Of course, here is where your non-drinking friends have their time to shine. We not only stop someone twice your size from pounding you into the ground by citing your inability to hold your liquor, but we help you clean yourself up after you vomit, and calmly tell you the truth when you ask, “What the hell happened last night?” — but that’s what sober friends are for, right? Moreover, we keep a stiff upper lip and don’t throttle you when you blame the rum in lieu of apologizing for “being a jerk while I was wasted.”

Maybe I’m just old and crotchety before my time, but I seem to lack the patience I once had for booze-induced rampages at 5:30 a.m. on a Wednesday. I thought once people turned 21, the thrill of drinking would vanish at the same time one realized the threat of severe cirrhosis of the liver. Sure, there are plenty of social drinkers who don’t turn into “The Incredible Hulk-ing Mess,” and they help take care of the lushes that have so many Mai Tais they forget their names. I don’t see how it’s fun to drink so heavily that you pass out and retain absolutely no memory of the night, then have to go to brunch and be reviled and mocked with stories of your deluded debauchery the previous evening. But the Bacchanalia was worth it, or at least you keep telling yourself that …

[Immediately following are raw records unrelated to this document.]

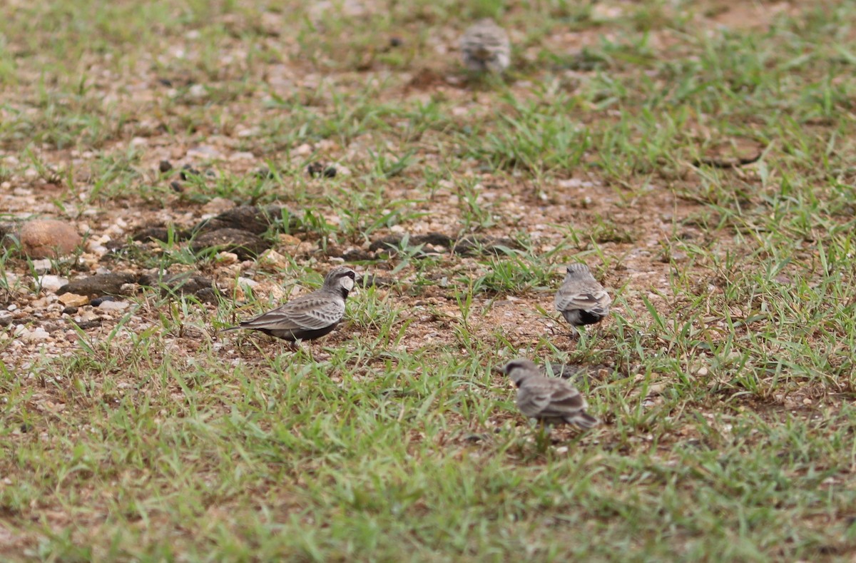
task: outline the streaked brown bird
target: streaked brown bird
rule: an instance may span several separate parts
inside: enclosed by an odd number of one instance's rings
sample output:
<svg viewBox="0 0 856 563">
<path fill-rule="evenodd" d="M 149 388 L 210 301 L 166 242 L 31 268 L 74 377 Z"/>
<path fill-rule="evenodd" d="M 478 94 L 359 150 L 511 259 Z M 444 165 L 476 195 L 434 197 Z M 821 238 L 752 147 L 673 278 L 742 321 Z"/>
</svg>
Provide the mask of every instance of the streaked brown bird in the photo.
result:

So for those of you considering getting tanked to make up for all those nights that section and papers kept you dry, how about we keep it to a dull roar, or at least a slurred yell. Instead of binge-drinking like a bunch of teenagers sneaking beers while mom and dad aren’t looking, how about you settle for mildly sloshed like a responsible adult, and avoid doing the things that your friends normally have to apologize for in your stead. They’ll thank you, I’ll thank you, and believe me — after seeing one too many trashed Yalie fall into the imitation crab-meat salad, Mohammed will thank you too. The Inuit have more than 12 words for snow — Yalies have [count them in this article] quite a few words for being, well, drrrrrrrrrruuuuuuuuuunk.